Posted to user@hive.apache.org by Roberto Congiu <ro...@openx.org> on 2010/02/12 22:05:08 UTC

SerDe issue

Hey guys,
I wrote a SerDe to support lwes (http://lwes.org) using BinarySortableSerDe
as a model.

The code is very similar, and I serialize an lwes event to a BytesWritable,
and deserialize from it.

Serialization is fine...however, when I run an insert into... select, the
Deserialize methods is passed a Text object instead of a BytesWritable
object like expected.

Hive generates 2 jobs, and it fails on the mapper in the second.
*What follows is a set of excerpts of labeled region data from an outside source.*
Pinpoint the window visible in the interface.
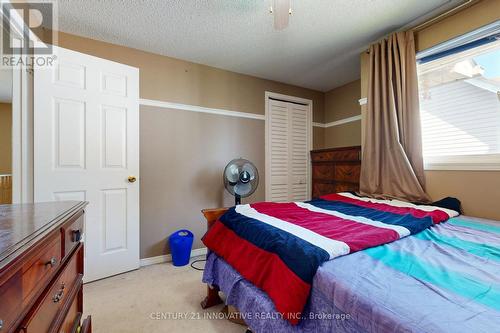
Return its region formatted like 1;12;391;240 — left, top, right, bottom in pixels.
417;22;500;170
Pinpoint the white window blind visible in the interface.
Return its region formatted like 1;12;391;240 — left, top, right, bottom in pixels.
417;27;500;169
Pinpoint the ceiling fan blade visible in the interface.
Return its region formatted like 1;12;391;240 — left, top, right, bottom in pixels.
273;0;290;30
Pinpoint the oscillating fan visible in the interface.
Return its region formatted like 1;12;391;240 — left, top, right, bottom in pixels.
223;158;259;205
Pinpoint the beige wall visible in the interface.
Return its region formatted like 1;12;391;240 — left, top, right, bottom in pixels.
324;80;361;148
0;103;12;174
325;120;361;148
47;29;324;258
361;0;500;220
46;32;324;122
313;127;325;149
140;107;265;258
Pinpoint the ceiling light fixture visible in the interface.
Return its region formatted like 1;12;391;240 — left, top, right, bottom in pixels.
269;0;292;30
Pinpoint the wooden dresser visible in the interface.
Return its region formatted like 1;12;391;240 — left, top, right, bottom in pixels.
311;146;361;198
0;201;91;333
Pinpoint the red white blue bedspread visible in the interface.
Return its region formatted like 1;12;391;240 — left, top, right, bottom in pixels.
203;193;458;324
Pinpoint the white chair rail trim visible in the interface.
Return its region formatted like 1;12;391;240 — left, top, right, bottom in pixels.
139;98;361;128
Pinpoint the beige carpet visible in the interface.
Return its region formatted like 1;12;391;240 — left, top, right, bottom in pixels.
84;258;246;333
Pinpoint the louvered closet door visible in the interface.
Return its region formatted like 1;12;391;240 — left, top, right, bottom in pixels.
288;104;310;201
266;99;311;201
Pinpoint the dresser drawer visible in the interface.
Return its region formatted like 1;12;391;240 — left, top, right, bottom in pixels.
22;232;61;304
0;270;23;332
334;163;361;183
312;183;335;198
80;316;92;333
57;286;82;333
311;150;359;162
312;164;335;180
334;183;359;193
22;246;82;333
61;211;83;257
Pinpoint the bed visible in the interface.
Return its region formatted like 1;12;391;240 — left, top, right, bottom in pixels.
203;196;500;332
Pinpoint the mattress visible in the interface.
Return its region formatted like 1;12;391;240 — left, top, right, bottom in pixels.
203;216;500;333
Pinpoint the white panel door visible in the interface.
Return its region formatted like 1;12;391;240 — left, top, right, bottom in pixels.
266;99;312;202
34;47;139;282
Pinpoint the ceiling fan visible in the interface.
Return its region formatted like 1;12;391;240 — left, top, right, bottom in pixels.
269;0;292;30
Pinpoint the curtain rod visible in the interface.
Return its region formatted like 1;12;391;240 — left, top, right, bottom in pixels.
411;0;481;31
365;0;482;53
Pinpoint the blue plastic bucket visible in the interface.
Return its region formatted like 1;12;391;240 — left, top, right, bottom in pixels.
168;229;194;266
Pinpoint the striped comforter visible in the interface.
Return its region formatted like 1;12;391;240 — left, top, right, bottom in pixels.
203;193;458;324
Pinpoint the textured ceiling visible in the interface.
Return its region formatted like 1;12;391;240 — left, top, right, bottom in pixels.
46;0;459;91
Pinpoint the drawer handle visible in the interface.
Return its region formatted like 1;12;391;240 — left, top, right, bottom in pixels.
52;283;64;303
71;229;82;242
45;257;57;267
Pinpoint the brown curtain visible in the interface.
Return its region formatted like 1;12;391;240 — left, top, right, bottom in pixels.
360;31;430;202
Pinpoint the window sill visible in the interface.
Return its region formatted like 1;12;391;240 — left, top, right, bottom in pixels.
424;163;500;171
424;154;500;171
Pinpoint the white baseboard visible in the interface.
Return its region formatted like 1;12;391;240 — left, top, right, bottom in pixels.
141;247;207;267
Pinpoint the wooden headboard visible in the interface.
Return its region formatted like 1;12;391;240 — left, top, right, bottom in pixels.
311;146;361;198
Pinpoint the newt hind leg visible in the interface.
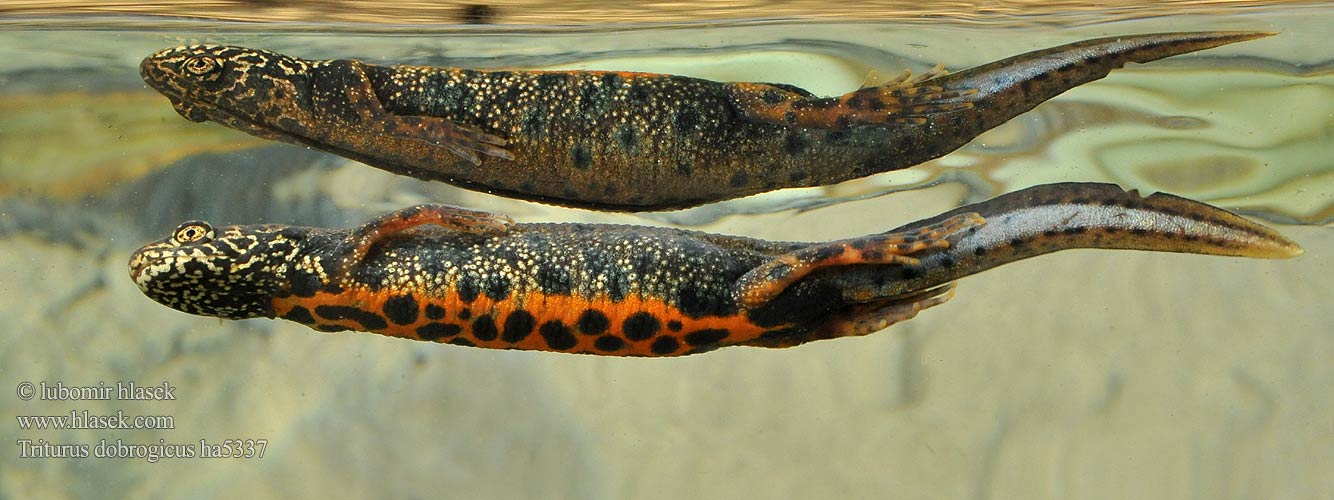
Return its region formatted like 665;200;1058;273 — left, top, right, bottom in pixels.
740;283;954;348
339;204;514;272
735;65;976;128
732;213;986;308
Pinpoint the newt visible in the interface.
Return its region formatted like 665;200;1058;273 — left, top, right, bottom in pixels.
140;32;1273;212
129;183;1302;356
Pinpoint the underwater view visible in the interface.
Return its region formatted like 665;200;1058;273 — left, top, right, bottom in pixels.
0;1;1334;500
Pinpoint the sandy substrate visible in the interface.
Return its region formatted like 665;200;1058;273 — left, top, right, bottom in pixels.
0;196;1334;499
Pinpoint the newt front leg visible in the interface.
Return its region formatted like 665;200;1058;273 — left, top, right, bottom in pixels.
140;32;1270;211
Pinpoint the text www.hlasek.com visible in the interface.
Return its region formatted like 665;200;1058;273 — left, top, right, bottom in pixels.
17;409;176;431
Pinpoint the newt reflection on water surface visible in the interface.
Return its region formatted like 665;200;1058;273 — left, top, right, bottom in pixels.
140;32;1270;211
129;184;1302;356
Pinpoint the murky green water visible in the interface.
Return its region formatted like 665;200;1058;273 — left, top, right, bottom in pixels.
0;8;1334;499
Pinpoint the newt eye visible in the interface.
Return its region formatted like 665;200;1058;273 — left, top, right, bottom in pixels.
181;56;223;76
171;220;213;245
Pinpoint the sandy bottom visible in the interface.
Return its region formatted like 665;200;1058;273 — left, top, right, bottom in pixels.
0;185;1334;499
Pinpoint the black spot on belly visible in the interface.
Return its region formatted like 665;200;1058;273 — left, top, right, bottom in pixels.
575;309;611;335
570;144;592;168
648;337;680;355
592;335;626;352
539;321;579;351
500;309;538;344
315;305;390;331
458;272;482;304
283;305;315;324
382;295;418;324
676;284;736;317
418;323;463;340
686;328;731;347
483;272;512;300
620;312;663;340
472;315;500;341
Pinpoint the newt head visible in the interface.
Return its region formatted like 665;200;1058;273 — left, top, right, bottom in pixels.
139;45;308;139
129;220;300;319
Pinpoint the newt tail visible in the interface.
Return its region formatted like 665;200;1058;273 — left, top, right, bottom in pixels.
140;32;1271;211
129;184;1301;356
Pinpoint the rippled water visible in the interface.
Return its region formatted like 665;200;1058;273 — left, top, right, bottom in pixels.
0;3;1334;499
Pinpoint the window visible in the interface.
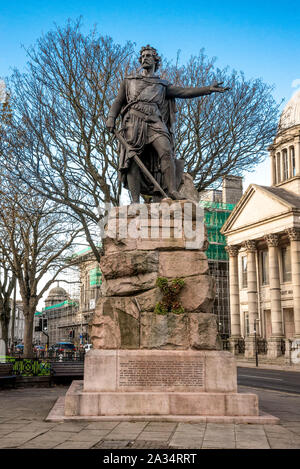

getSerializedClass() is set correctly:

 public Class<? extends Writable> getSerializedClass() {
        LOG.debug("JournalSerDe::getSerializedClass()");
        return BytesWritable.class;
    }

And I don't see any relevant difference between BinarySortableSerDe and my
code.
Does anybody have a hint on what may be happening ?

Thanks,
Roberto

Re: SerDe issue

Posted by Roberto Congiu <ro...@openx.org>.
Thanks Zheng,
Didn't think of that.
that worked!
R.

On Fri, Feb 12, 2010 at 1:19 PM, Zheng Shao <zs...@gmail.com> wrote:

> Hi Roberto,
>
> The reason that Text is passed in is because the table is defined as
> TextFile format (the default).
>
> There are some examples (*.q files) of using SequenceFile format (
> CREATE TABLE xxx .... STORED AS SEQUENCEFILE).
> SEQUENCEFILE will return BytesWritable by default.
>
> Please have a try.
>
> Zheng
>
> On Fri, Feb 12, 2010 at 1:05 PM, Roberto Congiu
> <ro...@openx.org> wrote:
> > Hey guys,
> > I wrote a SerDe to support lwes (http://lwes.org) using
> BinarySortableSerDe
> > as a model.
> > The code is very similar, and I serialize an lwes event to a
> BytesWritable,
> > and deserialize from it.
> > Serialization is fine...however, when I run an insert into... select, the
> > Deserialize methods is passed a Text object instead of a BytesWritable
> > object like expected.
> > Hive generates 2 jobs, and it fails on the mapper in the second.
> > getSerializedClass() is set correctly:
> >  public Class<? extends Writable> getSerializedClass() {
> >         LOG.debug("JournalSerDe::getSerializedClass()");
> >         return BytesWritable.class;
> >     }
> > And I don't see any relevant difference between BinarySortableSerDe and
> my
> > code.
> > Does anybody have a hint on what may be happening ?
> > Thanks,
> > Roberto
>
>
>
> --
> Yours,
> Zheng
>

Re: SerDe issue

Posted by Zheng Shao <zs...@gmail.com>.
Hi Roberto,

The reason that Text is passed in is because the table is defined as
TextFile format (the default).

There are some examples (*.q files) of using SequenceFile format (
CREATE TABLE xxx .... STORED AS SEQUENCEFILE).
SEQUENCEFILE will return BytesWritable by default.

Please have a try.

Zheng

On Fri, Feb 12, 2010 at 1:05 PM, Roberto Congiu
<ro...@openx.org> wrote:
> Hey guys,
> I wrote a SerDe to support lwes (http://lwes.org) using BinarySortableSerDe
> as a model.
> The code is very similar, and I serialize an lwes event to a BytesWritable,
> and deserialize from it.
> Serialization is fine...however, when I run an insert into... select, the
> Deserialize methods is passed a Text object instead of a BytesWritable
> object like expected.
> Hive generates 2 jobs, and it fails on the mapper in the second.
> getSerializedClass() is set correctly:
>  public Class<? extends Writable> getSerializedClass() {
>         LOG.debug("JournalSerDe::getSerializedClass()");
>         return BytesWritable.class;
>     }
> And I don't see any relevant difference between BinarySortableSerDe and my
> code.
> Does anybody have a hint on what may be happening ?
> Thanks,
> Roberto



-- 
Yours,
Zheng